Our First Look at the Sherlock Throwback Episode is Weirdly Meta
When the people behind the massively popular Sherlock TV series first announced they were doing an episode set in the original time period of Sir Arthur Conan Doyle’s stories, I lamented at two things: first, one of the major appeals of the show was its modernization of the character, played to perfection by Benedict Cumberbatch. Second, this isn’t a fourth season, it’s a stalling tactic. Nevertheless, I and many others knew we were going to watch it without condition. Any Sherlock is good Sherlock, we presumed.
Here’s our first look straight out of Comic-Con.

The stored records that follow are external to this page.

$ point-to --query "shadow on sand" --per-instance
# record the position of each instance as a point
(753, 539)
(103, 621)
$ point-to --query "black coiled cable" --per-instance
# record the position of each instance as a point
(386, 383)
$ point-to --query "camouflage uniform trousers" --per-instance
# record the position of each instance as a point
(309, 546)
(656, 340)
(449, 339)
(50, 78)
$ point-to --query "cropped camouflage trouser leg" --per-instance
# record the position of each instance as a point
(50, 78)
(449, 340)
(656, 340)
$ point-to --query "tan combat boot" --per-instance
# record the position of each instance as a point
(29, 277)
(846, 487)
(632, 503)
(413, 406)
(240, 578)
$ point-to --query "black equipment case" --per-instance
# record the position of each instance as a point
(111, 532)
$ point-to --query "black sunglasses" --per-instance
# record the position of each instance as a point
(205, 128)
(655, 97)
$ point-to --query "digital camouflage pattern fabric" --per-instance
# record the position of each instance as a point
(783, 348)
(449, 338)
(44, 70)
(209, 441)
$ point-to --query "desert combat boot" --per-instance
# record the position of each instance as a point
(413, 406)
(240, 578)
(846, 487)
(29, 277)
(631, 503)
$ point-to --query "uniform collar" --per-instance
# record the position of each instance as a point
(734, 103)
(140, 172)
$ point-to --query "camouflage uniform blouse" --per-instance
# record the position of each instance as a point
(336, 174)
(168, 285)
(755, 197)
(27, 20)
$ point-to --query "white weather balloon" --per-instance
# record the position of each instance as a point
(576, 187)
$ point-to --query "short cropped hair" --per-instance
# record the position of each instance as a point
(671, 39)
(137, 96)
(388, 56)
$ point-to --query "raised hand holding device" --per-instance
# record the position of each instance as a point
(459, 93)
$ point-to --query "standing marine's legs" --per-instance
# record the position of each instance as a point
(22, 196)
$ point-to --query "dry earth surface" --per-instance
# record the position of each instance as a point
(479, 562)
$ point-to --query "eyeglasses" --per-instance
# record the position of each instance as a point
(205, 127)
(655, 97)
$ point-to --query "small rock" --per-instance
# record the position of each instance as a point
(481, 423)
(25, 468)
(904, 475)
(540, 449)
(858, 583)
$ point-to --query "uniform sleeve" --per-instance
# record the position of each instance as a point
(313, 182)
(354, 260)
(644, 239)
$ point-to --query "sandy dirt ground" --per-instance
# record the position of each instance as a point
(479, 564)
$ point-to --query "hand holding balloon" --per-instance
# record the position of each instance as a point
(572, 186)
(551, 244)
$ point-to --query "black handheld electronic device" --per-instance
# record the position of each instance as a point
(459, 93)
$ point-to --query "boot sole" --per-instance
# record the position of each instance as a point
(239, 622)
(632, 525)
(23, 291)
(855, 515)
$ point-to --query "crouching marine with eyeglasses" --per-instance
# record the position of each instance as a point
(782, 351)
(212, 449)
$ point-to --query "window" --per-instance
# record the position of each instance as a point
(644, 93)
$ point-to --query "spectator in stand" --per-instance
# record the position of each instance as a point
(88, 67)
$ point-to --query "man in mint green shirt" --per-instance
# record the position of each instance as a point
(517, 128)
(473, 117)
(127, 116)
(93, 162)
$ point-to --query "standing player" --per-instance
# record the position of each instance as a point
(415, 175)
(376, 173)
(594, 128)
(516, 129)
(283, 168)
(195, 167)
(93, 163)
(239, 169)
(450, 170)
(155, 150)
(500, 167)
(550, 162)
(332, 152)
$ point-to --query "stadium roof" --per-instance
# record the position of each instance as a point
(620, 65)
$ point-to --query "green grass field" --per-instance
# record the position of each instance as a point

The British are outsmarting themselves. I’m adding a third caveat to the list: self-awareness is not cute anymore. Let’s take a look at just some of the lines thrown out there in this one 90 second clip:
- Watson to ancillary character: “Well within the narrative, that is, broadly speaking, your function.”
- Ancillary character: “I’m your landlady, not a plot device.”
- Watson again: “Oh don’t blame the animator, he’s out of control. I’ve had to grow this mustache just so people would recognize me.”
- Sherlock: “I’m hardly in the dog one,” referring to Watson’s write-up of the case in The Hounds of Baskerville, a previous episode in the series, which featured an abnormal amount of screen time for Watson himself.
The hope is this clip is a deliberate appeal to the Comic-Con crowd and not completely indicative of the entire episode’s purpose. Nevertheless, let’s take it a step further and assume, for a moment, that it is.
The show has dabbled in meta-commentary before with Sherlock and Watson both deriding or being derided about, in their own ways, the public image of their character. Sherlock hated the hat and Watson tried out a mustache. Neither worked, on purpose. Now we’re getting an episode comprised, potentially, of an entire hour of trying to make that stuff work while also making fun of it. Where does the entertainment start and the commentary begin? Sherlock might be too popular for its own good. This is a bit like Downton Abbey adopting the script of a Spanish soap opera for an episode, because so few people would be able to tell the difference.
Though the tag at the end of the clip says the episode is coming soonish, the rumors and assumptions point to a holiday 2015 debut on the BBC. It should come to PBS and Netflix after that, as history would tell us.